Documents obtained through the Freedom of Information Act in 2023 indicated that EcoHealth Alliance President Peter Daszak submitted a proposal to the Pentagon in 2018 called “DEFUSE” describing gain-of-function experiments on viruses similar to SARS-CoV-2 but downplayed to his intended funder the fact that many of the tests would occur in Wuhan, China.
Daszak and EcoHealth were both debarred from federal funding in January 2025 but have faced no criminal charges.
“I don’t know that criminal penalties are necessary. But we do need more sticks in biosafety as well as carrots,” said a biosecurity expert who requested anonymity to avoid retribution from his employer for weighing in on the expected policy. “For instance, biosafety should be a part of tenure review and whether you get funding for future work.”

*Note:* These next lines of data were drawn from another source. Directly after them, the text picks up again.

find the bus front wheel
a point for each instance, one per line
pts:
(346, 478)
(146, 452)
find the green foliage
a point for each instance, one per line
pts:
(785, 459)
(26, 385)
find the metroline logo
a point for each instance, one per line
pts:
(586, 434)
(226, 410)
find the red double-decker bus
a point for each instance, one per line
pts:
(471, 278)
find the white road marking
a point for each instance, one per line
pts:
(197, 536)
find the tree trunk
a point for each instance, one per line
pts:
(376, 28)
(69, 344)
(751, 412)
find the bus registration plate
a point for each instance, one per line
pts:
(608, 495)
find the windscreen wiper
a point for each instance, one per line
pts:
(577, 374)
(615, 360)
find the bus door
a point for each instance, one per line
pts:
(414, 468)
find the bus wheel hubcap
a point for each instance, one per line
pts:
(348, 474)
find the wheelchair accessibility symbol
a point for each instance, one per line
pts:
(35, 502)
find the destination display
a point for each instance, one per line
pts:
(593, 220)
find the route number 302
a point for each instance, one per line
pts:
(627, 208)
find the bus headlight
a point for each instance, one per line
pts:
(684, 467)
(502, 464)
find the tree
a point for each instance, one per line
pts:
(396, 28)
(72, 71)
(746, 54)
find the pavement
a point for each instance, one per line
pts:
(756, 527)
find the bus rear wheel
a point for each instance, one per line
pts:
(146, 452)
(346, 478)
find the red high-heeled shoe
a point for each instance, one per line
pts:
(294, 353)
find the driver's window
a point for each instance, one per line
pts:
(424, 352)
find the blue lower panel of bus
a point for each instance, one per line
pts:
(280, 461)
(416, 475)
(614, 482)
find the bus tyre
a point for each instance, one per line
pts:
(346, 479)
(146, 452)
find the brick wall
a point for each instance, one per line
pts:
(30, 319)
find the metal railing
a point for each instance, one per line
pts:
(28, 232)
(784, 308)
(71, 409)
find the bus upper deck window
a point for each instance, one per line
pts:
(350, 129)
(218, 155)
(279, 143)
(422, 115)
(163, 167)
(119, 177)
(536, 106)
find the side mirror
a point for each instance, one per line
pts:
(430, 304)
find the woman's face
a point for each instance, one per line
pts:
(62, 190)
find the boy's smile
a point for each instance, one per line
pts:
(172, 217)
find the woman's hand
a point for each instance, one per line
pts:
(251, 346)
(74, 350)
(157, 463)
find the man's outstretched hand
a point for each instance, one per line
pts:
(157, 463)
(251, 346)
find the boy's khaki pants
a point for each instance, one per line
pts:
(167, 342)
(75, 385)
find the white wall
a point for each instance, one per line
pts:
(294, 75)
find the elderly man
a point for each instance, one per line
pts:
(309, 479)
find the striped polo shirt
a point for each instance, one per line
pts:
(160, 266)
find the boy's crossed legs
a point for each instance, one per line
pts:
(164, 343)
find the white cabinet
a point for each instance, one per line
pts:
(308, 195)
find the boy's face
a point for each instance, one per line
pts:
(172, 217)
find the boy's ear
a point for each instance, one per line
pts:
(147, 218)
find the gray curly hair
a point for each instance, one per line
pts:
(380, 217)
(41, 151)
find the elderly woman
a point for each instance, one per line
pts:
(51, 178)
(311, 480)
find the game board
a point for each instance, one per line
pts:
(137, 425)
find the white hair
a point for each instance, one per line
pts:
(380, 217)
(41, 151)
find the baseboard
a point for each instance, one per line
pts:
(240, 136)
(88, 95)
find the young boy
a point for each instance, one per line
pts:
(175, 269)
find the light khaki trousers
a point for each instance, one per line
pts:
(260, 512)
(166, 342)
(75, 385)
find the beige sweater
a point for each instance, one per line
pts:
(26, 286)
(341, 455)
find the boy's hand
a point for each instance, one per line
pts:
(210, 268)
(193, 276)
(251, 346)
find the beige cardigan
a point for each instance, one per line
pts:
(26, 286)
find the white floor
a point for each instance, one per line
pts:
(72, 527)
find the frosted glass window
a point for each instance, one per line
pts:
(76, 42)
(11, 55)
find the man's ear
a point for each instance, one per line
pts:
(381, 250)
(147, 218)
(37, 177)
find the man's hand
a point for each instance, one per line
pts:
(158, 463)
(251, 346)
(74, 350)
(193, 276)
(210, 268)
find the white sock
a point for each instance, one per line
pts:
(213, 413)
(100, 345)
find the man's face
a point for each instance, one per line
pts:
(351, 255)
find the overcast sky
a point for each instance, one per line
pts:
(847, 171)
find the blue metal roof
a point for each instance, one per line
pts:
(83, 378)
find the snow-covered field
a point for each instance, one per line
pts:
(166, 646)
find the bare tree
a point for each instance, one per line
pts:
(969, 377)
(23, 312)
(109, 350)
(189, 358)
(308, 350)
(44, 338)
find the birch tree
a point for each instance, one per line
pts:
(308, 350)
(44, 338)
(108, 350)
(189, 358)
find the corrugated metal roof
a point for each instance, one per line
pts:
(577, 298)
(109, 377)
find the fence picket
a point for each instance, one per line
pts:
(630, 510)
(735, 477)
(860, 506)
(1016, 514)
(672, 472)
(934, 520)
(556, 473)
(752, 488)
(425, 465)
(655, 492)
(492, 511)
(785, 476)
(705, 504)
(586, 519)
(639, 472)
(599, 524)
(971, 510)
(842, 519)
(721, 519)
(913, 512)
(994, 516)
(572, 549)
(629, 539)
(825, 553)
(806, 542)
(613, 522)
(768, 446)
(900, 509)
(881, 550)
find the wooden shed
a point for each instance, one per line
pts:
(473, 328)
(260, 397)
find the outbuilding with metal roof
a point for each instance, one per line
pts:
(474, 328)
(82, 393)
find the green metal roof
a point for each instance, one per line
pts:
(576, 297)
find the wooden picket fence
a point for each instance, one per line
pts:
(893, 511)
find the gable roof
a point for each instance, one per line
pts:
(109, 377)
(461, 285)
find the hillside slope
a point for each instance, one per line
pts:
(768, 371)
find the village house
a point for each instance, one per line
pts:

Some experts say that it is likely that the COVID-19 crisis was a lab-generated pandemic, and that without major policy changes it might not be the last one.
“Gain-of-function research on potential pandemic pathogens caused the COVID-19 pandemic, killing 20 million and costing $25 trillion,” said Richard Ebright, a Rutgers University microbiologist and longtime critic of high-risk virology, to the Daily Caller News Foundation. “If not stopped, gain-of-function research on potential pandemic pathogens likely will cause future lab-generated pandemics.”